Drammi istantanei sulla linea 6
Ieri sono salito sul 6 per andare a una riunione di soci di Banca Etica.
Non so perché ma gli autobus del 6 sono sempre un po’ più vecchiotti e un po’ più scarsi di quelli delle altre linee: ma l’autobus era mezzo vuoto e io mi sono accomodato su un sedile. Dall’altra parte del passaggio centrale c’era un ragazzo con una felpa nera col cappuccio tirato su – ad agosto, a Cagliari.
Questo ragazzo a un certo punto porta avanti la mano di scatto e fa: «Psshkt!» e io, onestamente, penso che veda gli spiriti. Solo che rispetto agli altri che incontri sull’autobus che parlano con gli amici immaginari lui non discorreva, non faceva niente, solo ogni tanto faceva un gesto con la mano, verso avanti, e ripeteva: «Psshkt!», «Psshkt!!».
Stavo cercando di evitare di guardarlo con curiosità quando, dietro di me, sento una voce femminile che fa un singhiozzo strozzato. Poi un altro.

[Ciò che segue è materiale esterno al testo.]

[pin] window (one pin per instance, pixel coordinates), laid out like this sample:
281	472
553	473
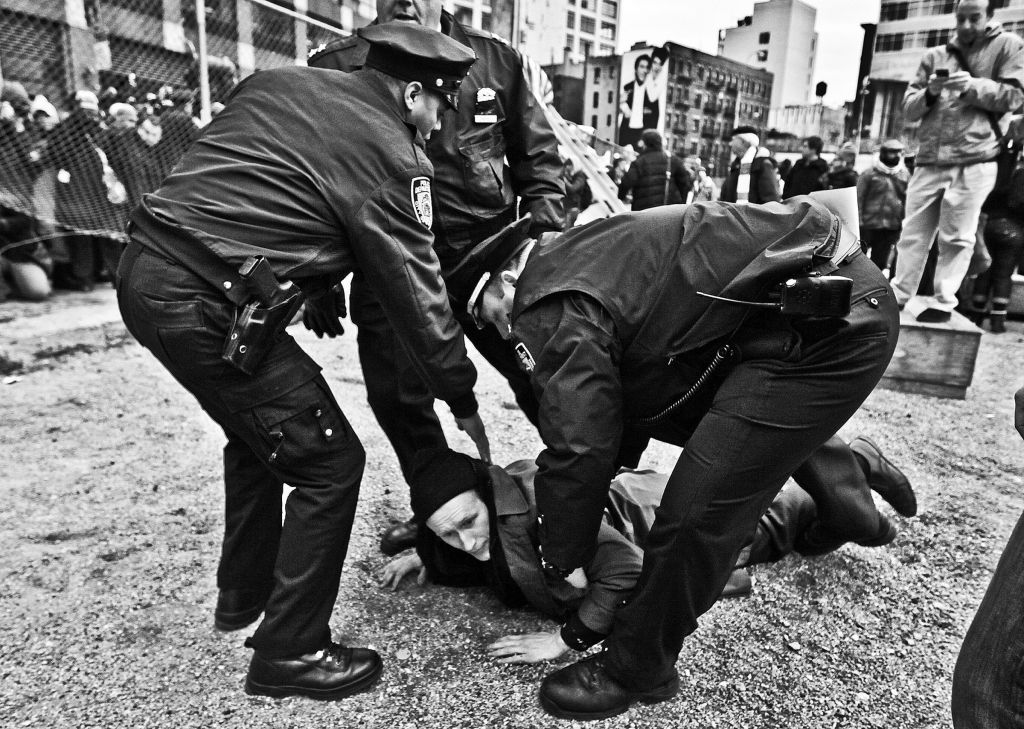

Poi un vero e proprio grido di angoscia.
Mi giro e – giuro – c’è questa ragazza giovane e piuttosto carina schiacciata contro il vetro posteriore dell’autobus, in una posa classica da eroina di film horror che vede avvicinarsi il bruto armato di ascia e non può più ritirarsi ancora. Ha perfino i capelli sconvolti.
E il ragazzo con la felpa fa: «Psshkt!».
Ora , spesso le ragazze carine hanno una certa ritrosia a mescolarsi alla plebe, soprattutto se parla con gli spiriti, però insomma, la situazione non mi sembrava a questo punto.
Perplesso mi giro di nuovo: la ragazza è ancora nella stessa posizione, come se volesse filtrare attraverso il vetro e guadagnare così la libertà, continua a fare suoni inarticolati e perfino cominciano a scorrerle le lacrime.
Sto iniziando a chiedermi se stanno girando un film quando il ragazzo con la felpa fa: «No, asco’, io mi sposto, così non fa», e viene a sedersi dalla mia parte.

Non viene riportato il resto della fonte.